The two extremes of win/lose behavior are to avoid conflicts altogether, or to race about with our swords sharpened and rattling. Mercy, when viewed with a win/lose attitude about life’s exchanges means we either strike out to crush our opponents, or we sacrifice ourselves to save others. As John Sorensen told me another extreme takes place. In the face of conflicts, many of us freeze, unable to act at all. We are shaken into inaction by our history of disturbing wins and painful loses.

In the case of emulating the Father’s mercy we’re talking about intimacy at the deepest of levels. Creator to creature, where the creator sets up the exchange between us by saying that we should be merciful because he’s going to reward us beyond our wildest dreams. 

Perhaps we’re looking for a higher reason for being like the Father. We should emulate Mother Teresa or Gandhi or Buddha, and so on. We should be philosophers or saviors or martyrs. We may imagine ourselves unworthy to be like these great ones. 

These people are fine, but Jesus told us to be like the Father. The Father told us to listen to Jesus. The Spirit whispers the ways that we should go. God is with us now. We have a living, loving Father walking with us.

We are each saints in the making. Compassion, peace, and contemplation come through our relationship to God. If we let him, he’ll fashion us into what we always wanted anyway. God teaches us when we forgive and give gifts. These behaviors have no place for the time-consuming processes of judgment and condemnation. The most difficult of concepts, like mercy, are like that. They are reformative, transparent, and even foolish looking. They come with simple sounding expectations — forgive and give gifts. 

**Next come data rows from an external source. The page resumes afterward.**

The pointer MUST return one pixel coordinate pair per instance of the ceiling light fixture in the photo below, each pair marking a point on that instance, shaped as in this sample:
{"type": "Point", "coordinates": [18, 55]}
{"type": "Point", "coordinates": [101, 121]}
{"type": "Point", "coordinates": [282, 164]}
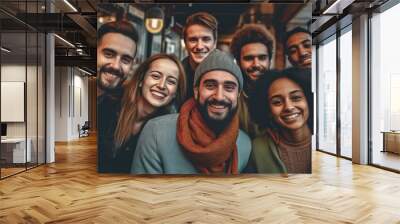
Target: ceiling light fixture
{"type": "Point", "coordinates": [154, 20]}
{"type": "Point", "coordinates": [70, 5]}
{"type": "Point", "coordinates": [65, 41]}
{"type": "Point", "coordinates": [5, 50]}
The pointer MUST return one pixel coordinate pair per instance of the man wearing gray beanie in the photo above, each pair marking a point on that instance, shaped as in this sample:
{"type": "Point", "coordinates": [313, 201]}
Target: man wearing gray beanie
{"type": "Point", "coordinates": [204, 138]}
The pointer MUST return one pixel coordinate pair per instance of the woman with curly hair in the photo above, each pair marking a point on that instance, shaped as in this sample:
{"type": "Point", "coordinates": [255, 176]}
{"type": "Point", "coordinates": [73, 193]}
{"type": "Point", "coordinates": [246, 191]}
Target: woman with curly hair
{"type": "Point", "coordinates": [282, 103]}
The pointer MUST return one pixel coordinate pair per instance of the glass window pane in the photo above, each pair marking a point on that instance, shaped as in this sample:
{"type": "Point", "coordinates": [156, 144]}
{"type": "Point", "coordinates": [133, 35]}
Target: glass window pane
{"type": "Point", "coordinates": [385, 89]}
{"type": "Point", "coordinates": [327, 96]}
{"type": "Point", "coordinates": [346, 94]}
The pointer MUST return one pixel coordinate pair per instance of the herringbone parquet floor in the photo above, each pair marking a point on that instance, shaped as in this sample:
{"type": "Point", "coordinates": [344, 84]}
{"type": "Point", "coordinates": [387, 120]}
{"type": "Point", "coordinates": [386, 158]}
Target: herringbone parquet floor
{"type": "Point", "coordinates": [71, 191]}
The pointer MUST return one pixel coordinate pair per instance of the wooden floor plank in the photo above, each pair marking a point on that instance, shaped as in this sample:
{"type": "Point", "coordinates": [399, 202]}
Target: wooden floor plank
{"type": "Point", "coordinates": [71, 191]}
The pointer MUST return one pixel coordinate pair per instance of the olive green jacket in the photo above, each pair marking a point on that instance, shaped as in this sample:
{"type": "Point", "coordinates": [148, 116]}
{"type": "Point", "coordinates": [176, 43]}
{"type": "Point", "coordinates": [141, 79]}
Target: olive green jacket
{"type": "Point", "coordinates": [264, 157]}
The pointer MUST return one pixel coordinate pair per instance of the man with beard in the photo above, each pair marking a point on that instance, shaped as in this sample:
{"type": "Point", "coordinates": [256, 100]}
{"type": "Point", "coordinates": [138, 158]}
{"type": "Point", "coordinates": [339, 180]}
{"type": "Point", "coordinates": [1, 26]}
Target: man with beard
{"type": "Point", "coordinates": [252, 48]}
{"type": "Point", "coordinates": [204, 137]}
{"type": "Point", "coordinates": [298, 47]}
{"type": "Point", "coordinates": [200, 36]}
{"type": "Point", "coordinates": [116, 49]}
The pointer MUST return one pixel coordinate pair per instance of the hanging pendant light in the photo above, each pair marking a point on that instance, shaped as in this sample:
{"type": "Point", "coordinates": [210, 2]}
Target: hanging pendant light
{"type": "Point", "coordinates": [154, 20]}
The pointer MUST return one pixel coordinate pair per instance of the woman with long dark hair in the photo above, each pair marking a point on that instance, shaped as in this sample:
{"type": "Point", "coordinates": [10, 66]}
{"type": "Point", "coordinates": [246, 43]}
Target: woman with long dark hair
{"type": "Point", "coordinates": [282, 103]}
{"type": "Point", "coordinates": [157, 84]}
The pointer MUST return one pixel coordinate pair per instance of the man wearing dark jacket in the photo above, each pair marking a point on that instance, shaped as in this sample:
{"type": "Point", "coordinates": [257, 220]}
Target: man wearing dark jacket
{"type": "Point", "coordinates": [116, 49]}
{"type": "Point", "coordinates": [200, 36]}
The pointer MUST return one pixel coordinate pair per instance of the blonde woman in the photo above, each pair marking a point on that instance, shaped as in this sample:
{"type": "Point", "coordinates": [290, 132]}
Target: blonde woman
{"type": "Point", "coordinates": [158, 83]}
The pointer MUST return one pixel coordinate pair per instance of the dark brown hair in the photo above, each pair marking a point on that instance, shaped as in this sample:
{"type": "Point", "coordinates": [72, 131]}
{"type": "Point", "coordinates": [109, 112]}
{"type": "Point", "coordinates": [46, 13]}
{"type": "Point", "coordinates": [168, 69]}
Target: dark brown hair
{"type": "Point", "coordinates": [258, 100]}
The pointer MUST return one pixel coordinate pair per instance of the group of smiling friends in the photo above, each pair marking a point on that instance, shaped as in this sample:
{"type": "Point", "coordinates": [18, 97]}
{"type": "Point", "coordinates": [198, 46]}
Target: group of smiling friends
{"type": "Point", "coordinates": [215, 112]}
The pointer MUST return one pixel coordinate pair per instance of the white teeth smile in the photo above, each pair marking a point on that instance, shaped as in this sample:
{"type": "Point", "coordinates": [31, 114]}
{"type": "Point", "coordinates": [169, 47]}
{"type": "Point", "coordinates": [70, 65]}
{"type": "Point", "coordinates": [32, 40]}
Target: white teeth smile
{"type": "Point", "coordinates": [158, 94]}
{"type": "Point", "coordinates": [290, 117]}
{"type": "Point", "coordinates": [218, 106]}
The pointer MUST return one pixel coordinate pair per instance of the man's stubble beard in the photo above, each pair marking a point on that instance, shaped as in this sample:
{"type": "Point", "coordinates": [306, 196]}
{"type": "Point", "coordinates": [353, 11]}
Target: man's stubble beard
{"type": "Point", "coordinates": [216, 125]}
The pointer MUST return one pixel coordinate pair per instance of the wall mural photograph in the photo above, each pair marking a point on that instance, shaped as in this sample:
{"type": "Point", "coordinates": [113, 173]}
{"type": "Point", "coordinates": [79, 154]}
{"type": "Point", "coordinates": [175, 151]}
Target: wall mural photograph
{"type": "Point", "coordinates": [204, 88]}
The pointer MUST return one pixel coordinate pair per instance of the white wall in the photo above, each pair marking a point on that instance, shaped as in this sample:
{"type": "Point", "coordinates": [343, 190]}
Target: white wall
{"type": "Point", "coordinates": [71, 102]}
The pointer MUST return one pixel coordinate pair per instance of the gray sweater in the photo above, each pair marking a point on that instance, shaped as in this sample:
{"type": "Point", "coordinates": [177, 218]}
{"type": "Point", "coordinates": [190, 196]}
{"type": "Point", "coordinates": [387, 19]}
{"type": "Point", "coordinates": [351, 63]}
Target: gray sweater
{"type": "Point", "coordinates": [158, 151]}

God's truths in concept and word come to us as admonitions that may seem offensive and paternal. Well, they are. This is the eternal Father we're listening to, through the brother we have in Jesus. The Holy Spirit will not let go of the Father's admonition. Our hearts and minds have this written out as many times as God knows is necessary for our understanding.

Forgive and you will be forgiven.
Give and gifts will be given to you;
a good measure, packed together, shaken down, and overflowing,
will be poured into your lap.
For the measure with which you measure
will in return be measured out to you.